The shoe the old dog dropped on the step at dusk. Last week it was a dead cat, and all night you worried that he’d killed it. He’s always liked cats, but his mind is slipping. Some mornings you have to remind him it’s time to eat. He’s a brown Lab grown grey around the muzzle. His right hip shows signs of dysplasia. At least suspecting him of murder is not an issue when the victim is a shoe.
It’s a man’s left shoe, black, with a built-up sole, as if the owner is a 1950s’ child of polio. Perhaps he’s not lame, just short, and the partner of this shoe is also heightened. It resembles an army boot with the top sliced off, the leather sole swollen in sympathy for the foot infected in the trenches. You can’t imagine anyone in town this might belong to. Should you put up a sign in the post office? You slip your own foot into it, think “walk a mile,” et cetera. You clump down the hall, feeling like a fool, the dog barking without getting up. Your new gait makes you so ungainly you feel you’ve found a new kind of grace.

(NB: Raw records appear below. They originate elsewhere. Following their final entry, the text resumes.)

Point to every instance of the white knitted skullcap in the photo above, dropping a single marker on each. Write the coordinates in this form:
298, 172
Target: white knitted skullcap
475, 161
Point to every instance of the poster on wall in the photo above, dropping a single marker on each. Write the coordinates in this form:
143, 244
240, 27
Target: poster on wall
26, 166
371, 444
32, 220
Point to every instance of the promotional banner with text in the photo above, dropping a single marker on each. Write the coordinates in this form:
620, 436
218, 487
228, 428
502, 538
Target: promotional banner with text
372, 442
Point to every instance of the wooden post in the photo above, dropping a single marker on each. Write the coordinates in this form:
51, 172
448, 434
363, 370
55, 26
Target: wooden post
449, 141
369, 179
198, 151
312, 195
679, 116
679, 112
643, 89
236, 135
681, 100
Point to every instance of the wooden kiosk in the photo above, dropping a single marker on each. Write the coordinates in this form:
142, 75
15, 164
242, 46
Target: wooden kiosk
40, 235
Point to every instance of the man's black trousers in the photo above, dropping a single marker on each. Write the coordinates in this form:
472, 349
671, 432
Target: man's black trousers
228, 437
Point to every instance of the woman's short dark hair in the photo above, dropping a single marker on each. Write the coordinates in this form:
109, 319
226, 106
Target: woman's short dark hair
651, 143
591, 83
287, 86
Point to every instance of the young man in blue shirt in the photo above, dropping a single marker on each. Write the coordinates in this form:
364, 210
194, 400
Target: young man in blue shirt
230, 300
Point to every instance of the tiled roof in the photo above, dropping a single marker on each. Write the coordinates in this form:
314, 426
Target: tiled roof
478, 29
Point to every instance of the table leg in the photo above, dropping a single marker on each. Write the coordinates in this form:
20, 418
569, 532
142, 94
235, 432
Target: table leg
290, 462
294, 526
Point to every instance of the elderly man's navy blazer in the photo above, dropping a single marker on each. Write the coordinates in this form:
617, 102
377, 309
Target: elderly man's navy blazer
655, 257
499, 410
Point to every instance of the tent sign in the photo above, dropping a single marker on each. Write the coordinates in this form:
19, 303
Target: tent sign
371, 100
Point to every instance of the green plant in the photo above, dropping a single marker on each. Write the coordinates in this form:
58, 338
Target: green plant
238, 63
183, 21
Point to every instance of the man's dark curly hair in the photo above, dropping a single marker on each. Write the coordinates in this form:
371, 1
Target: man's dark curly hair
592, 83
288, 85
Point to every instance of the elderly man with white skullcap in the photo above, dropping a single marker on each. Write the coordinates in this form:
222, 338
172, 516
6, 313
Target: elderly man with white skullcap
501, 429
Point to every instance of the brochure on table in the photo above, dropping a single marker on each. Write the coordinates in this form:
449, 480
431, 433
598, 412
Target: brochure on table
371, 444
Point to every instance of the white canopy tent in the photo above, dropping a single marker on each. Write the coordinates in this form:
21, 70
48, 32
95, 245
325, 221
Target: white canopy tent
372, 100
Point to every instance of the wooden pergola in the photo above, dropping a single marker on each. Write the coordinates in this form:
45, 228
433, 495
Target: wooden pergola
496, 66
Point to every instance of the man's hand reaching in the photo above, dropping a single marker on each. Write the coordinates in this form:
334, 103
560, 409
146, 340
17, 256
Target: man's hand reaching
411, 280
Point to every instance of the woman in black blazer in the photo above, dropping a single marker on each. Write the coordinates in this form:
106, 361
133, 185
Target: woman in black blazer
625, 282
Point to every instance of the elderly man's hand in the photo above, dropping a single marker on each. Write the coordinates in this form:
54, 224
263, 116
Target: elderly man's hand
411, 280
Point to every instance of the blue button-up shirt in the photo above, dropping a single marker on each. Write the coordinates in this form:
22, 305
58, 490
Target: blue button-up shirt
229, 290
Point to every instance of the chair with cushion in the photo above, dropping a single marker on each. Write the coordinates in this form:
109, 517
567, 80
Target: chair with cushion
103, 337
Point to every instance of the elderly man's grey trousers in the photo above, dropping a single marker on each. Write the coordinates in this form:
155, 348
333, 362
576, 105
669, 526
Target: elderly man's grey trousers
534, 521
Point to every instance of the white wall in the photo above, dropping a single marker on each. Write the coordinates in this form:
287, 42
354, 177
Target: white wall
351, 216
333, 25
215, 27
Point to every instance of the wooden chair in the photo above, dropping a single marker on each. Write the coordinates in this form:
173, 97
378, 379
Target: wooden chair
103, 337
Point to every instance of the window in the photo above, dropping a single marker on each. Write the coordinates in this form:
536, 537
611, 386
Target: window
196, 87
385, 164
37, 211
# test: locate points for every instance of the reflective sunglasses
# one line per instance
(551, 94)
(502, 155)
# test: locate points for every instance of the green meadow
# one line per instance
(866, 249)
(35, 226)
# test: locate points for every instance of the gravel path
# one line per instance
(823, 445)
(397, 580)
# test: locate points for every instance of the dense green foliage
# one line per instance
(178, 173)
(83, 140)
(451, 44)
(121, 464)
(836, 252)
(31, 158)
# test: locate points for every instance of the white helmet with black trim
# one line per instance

Even though it’s bad luck to leave a shoe on a table, you put the shoe on the table—it looks quite comfy there, though unlikely—then open the door to let the dog out. “Time to pee,” you say, and watch him trudge, one hip lower than the other, across the yard. You try to remember how old he is. Two hours later he’s not home, dark has fallen, and you’re waiting for the other shoe to drop.